Los protestantes no aceptan estos libros.

También son siete los deuterocanónicos del Nuevo Testamento:

Carta a los Hebreos,
Carta de Santiago
2 de Pedro,
2 y 3 de Juan;
Apocalipsis;
Y algunos versículos de los Evangelios: Mc 16, 9-20; Lc 22, 43; Jn 8, 1-11.

¿Cómo se formó el Canon del Nuevo Testamento?
Tanto católicos como protestantes aceptan como inspirados y canónicos los 27 libros del Nuevo Testamento. Pero, ¿cómo se formó este Canon?
Podemos decir que se formó gradualmente:
a) Los apóstoles, después de la Ascensión de Jesús, cumplieron su mandato de “Id a todo el mundo” (Mc 16, 19). Entonces no había nada escrito acerca de Jesús, su predicación, su mensaje… Todo era predicación oral, según el recuerdo de los apóstoles.
b) Los primeros escritos sobre Jesús (en los años 40) son algunas Cartas de San Pablo.
c) Luego se hizo necesario poner por escrito la predicación de los apóstoles, para conservar el tesoro de la buena nueva de Jesús. Nacieron así, poco a poco, todos los escritos del Nuevo Testamento. Al mismo tiempo, se escribieron también otros escritos piadosos sobre Jesús, poniendo falsas firmas.
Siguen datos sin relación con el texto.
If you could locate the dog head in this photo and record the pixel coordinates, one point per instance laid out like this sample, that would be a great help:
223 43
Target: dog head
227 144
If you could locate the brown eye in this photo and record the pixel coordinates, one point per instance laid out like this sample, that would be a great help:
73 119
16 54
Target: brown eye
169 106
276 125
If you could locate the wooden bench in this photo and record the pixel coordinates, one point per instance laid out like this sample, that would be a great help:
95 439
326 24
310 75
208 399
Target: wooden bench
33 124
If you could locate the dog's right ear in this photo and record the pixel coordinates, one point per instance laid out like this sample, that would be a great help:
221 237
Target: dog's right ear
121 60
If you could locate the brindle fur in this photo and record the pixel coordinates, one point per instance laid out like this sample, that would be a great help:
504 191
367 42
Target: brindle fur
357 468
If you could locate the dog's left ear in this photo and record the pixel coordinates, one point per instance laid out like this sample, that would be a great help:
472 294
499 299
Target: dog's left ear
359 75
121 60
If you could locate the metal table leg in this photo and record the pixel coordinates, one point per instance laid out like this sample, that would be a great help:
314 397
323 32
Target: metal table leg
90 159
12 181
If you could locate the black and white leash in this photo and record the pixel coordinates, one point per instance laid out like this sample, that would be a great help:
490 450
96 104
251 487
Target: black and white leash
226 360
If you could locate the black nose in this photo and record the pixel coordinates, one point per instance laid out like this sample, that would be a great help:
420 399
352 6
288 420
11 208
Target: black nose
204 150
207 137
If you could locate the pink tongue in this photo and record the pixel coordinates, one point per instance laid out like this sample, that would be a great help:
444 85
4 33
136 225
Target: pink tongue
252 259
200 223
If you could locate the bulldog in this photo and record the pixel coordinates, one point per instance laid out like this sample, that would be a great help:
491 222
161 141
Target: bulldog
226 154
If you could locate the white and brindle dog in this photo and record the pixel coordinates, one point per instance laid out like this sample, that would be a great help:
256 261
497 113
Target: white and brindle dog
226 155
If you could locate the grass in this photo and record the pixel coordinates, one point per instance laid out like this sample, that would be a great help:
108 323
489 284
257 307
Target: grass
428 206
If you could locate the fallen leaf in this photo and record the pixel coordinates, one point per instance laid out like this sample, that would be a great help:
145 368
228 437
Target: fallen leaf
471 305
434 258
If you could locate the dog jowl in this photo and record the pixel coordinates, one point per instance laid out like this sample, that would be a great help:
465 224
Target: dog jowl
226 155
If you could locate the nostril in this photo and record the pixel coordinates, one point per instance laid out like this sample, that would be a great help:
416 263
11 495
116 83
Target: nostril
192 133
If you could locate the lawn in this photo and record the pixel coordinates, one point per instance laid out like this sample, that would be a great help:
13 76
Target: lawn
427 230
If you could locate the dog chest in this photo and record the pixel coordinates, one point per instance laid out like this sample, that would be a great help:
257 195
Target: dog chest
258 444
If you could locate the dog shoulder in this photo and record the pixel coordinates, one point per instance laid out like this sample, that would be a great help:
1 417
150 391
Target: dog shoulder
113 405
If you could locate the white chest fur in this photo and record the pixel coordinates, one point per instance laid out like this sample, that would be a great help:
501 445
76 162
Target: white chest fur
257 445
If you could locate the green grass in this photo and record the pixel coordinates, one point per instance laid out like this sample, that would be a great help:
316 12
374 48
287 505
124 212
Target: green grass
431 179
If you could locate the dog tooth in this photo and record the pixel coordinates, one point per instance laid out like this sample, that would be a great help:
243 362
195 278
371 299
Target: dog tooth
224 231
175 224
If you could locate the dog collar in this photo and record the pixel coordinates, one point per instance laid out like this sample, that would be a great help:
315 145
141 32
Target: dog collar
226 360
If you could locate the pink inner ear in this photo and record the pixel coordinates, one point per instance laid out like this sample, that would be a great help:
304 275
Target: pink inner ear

La Iglesia entonces definió el Canon: como hemos dicho el primer canon del Nuevo Testamento fue aprobado en el Concilio de Hipona (año 393) y fue definido en el Concilio de Trento (año 1546).

¿Qué son los libros apócrifos?

Se llaman apócrifos ciertos libros religiosos, que la Iglesia no ha aceptado como ins-pirados, a pesar de que su contenido sea a veces semejante al de la Biblia. La palabra “apócrifo” es griega y quiere decir “oculto, escondido”.
Tradicionalmente se les ha negado la inspiración y la canonicidad, porque la mayor parte de las iglesias no aceptaron su origen apostólico, ya que contenían hechos exagerados e imaginarios, y porque en algunos puntos no concordaban con la regla de la fe en comunión.
Los apócrifos fueron escritos entre finales del siglo II y el IV, aunque algunos de tales escritos tuvieron muchísima difusión durante la Edad Media.

¿Cuáles son esos libros apócrifos?

Del Antiguo Testamento tenemos: Libros de Enoc , Libro de los Jubileos o Pequeño Génesis, 3 y 4 de los Macabeos, Oración de Manasés o Salmo penitencial, 3 y 4 de Esdras, Salmos de Salomón.

Del Nuevo Testamento tenemos: Evangelio de Tomás, Evangelio de los Hebreos, Evangelio de Pedro, Protoevangelio de Santiago, La Asunción de María, Carta de Nuestro Señor a Abgar, Cartas apostólicas, 3 Carta de San Pablo a los Corintios.

Además de por otras indicaciones, sabemos si estamos ante una Biblia Católica por su canon de libros, incluidos los deuterocanónicos.